Katherine Parr Borough Neville Tudor Seymour

In choosing Katherine Parr as his sixth wife, Henry VIII made a very sensible choice. By 1543 Henry’s libido was a subject of nostalgia. Her family was established but staid English gentry: no social-climbing Boleyns or power-mad Howards. And her resume was impeccable: she was a virtuous, affable woman who made of a career of being a wife.

Henry was her third husband. In her first marriage, she was a bride at 15 and a childless widow at 19. Apparently infertile and definitely unlucky, the widow was not considered a great catch, But her family found someone. At 21, she was married off to a man twice her age; he basically needed a nurse. (She was his third wife, and his first two marriages had produced an adequate number of children.) At 31, she was a widow again, but with a comfortable income. (Her stepchildren didn’t quibble over her allowance; she really was a nice person.)

Now the wealthy widow was being pursued by a handsome adventurer, Thomas Seymour.
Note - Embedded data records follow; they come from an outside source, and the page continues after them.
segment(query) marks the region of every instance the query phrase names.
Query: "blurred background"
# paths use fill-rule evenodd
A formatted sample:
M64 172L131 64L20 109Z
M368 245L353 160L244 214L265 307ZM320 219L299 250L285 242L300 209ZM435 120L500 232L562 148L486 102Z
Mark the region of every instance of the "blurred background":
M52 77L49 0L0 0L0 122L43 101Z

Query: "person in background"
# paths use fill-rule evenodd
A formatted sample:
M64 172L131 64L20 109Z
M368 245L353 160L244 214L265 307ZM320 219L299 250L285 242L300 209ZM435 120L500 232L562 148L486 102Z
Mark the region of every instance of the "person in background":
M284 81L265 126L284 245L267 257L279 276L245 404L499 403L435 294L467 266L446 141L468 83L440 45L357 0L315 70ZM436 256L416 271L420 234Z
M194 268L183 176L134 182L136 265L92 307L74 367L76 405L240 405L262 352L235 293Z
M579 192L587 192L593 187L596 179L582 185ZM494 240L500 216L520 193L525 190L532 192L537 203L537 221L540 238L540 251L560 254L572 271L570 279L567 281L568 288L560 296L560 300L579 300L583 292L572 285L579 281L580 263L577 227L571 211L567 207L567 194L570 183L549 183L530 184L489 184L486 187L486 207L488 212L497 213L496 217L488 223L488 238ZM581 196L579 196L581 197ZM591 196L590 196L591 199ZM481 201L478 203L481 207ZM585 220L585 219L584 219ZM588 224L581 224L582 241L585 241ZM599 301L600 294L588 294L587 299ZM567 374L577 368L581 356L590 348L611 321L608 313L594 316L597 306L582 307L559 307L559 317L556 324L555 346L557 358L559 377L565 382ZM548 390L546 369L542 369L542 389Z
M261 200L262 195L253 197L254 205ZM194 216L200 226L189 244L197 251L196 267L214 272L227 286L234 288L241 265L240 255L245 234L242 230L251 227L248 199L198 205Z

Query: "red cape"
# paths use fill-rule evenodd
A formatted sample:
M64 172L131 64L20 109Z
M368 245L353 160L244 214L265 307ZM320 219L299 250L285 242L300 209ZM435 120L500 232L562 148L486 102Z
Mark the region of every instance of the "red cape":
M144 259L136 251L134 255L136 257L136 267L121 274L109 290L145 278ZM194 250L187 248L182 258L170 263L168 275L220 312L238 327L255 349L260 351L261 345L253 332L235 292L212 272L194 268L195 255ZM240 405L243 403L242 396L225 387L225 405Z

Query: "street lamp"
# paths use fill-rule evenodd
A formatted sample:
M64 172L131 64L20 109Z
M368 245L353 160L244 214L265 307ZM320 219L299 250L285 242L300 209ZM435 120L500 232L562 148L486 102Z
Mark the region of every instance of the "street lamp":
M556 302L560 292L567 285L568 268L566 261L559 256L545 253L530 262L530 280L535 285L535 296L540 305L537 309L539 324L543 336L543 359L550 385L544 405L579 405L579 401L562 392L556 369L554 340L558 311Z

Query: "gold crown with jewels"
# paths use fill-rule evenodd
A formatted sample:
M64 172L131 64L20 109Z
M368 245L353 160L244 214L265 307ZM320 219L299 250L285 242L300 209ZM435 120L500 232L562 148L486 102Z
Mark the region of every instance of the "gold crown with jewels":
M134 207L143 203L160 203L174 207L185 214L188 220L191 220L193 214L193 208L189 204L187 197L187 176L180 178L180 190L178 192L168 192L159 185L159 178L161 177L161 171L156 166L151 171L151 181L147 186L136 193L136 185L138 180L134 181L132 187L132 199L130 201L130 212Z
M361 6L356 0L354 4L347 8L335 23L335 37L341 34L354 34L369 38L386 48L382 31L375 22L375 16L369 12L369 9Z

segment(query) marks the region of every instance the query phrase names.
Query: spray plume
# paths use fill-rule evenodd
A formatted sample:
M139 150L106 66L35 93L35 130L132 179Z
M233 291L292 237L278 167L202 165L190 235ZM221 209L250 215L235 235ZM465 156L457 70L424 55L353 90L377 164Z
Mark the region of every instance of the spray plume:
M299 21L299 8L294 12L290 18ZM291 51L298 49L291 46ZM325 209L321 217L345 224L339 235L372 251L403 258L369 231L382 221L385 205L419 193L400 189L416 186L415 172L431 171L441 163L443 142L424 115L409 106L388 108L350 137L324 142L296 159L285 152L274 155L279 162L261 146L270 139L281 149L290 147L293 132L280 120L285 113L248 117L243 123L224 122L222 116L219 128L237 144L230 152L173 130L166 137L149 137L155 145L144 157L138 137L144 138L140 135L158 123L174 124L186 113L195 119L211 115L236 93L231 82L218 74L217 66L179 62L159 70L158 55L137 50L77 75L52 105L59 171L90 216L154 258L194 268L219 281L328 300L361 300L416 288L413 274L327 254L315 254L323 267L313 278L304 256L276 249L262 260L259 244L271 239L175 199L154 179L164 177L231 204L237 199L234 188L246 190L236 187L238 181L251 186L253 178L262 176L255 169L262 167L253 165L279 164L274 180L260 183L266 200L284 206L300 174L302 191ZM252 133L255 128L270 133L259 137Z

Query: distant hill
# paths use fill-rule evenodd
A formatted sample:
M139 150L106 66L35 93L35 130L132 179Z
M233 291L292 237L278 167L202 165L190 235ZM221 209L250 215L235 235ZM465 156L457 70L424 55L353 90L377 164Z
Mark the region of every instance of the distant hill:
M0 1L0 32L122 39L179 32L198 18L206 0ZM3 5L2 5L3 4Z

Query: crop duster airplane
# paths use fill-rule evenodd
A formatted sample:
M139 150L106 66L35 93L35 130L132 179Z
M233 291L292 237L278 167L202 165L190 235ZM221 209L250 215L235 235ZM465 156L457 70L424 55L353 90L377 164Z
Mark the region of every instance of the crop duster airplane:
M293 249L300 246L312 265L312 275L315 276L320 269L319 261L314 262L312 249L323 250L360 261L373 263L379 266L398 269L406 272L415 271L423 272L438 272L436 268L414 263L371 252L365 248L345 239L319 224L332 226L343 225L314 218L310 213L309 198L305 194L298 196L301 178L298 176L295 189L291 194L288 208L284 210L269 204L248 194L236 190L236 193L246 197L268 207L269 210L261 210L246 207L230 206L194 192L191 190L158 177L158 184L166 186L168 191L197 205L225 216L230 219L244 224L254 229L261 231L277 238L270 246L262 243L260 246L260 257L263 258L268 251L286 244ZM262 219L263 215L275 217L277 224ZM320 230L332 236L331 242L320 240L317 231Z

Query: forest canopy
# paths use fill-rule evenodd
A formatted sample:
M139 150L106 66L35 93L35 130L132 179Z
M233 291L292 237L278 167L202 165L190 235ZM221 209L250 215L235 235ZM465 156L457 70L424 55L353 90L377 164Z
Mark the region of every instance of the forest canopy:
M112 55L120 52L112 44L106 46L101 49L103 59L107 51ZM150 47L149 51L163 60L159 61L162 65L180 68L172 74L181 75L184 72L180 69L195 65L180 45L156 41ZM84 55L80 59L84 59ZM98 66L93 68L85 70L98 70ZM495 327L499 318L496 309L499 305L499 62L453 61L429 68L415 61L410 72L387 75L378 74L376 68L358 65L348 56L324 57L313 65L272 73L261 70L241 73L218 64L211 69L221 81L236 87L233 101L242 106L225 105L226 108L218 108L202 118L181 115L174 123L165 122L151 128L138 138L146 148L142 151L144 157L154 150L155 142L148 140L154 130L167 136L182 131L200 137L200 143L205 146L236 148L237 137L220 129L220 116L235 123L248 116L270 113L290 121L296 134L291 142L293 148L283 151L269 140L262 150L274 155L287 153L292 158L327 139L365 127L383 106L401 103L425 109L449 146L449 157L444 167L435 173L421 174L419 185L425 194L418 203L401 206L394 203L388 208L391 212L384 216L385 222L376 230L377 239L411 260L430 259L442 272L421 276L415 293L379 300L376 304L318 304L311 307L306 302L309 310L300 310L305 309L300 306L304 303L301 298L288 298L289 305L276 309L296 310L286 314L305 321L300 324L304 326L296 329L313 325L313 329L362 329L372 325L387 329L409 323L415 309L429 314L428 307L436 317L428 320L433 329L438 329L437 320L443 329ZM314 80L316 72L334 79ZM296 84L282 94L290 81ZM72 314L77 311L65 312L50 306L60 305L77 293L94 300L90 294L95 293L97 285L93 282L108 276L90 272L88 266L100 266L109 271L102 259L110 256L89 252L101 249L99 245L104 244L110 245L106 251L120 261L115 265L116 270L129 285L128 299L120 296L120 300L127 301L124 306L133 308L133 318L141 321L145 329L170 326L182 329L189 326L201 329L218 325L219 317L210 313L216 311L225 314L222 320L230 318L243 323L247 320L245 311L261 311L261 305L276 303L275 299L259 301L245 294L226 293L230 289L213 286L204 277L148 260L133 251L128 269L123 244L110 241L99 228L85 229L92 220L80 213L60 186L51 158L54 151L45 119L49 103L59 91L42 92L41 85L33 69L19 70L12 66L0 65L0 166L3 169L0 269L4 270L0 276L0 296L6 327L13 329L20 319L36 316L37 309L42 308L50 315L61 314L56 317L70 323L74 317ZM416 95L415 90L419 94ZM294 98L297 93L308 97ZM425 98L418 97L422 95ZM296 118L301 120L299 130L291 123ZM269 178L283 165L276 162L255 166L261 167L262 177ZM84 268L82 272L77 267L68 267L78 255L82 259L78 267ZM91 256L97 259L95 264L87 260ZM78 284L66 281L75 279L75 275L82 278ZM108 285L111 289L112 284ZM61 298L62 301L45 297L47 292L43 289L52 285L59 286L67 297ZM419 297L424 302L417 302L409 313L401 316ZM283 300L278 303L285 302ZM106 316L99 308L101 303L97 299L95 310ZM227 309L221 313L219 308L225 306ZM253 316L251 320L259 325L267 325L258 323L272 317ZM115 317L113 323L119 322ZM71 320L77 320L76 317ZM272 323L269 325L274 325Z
Seymour was the brother of the late Queen Jane Seymour and had stayed in the favor of his mercurial royal brother-in-law. However, that same brother-in-law also wanted a wife. Having the soul of a pimp, Thomas encouraged Henry’s interest in Katherine Parr; after all, she would be an even richer widow as Mrs. Tudor. So Katherine once again was a married nurse, dealing with the obese, gout-strickened and syphilitic Henry. However she wasn’t that good a nurse; Henry died four years later in 1547.

Now Katherine could finally have a handsome virile husband. And Mrs. Thomas Seymour died as the result of it in 1548: childbirth.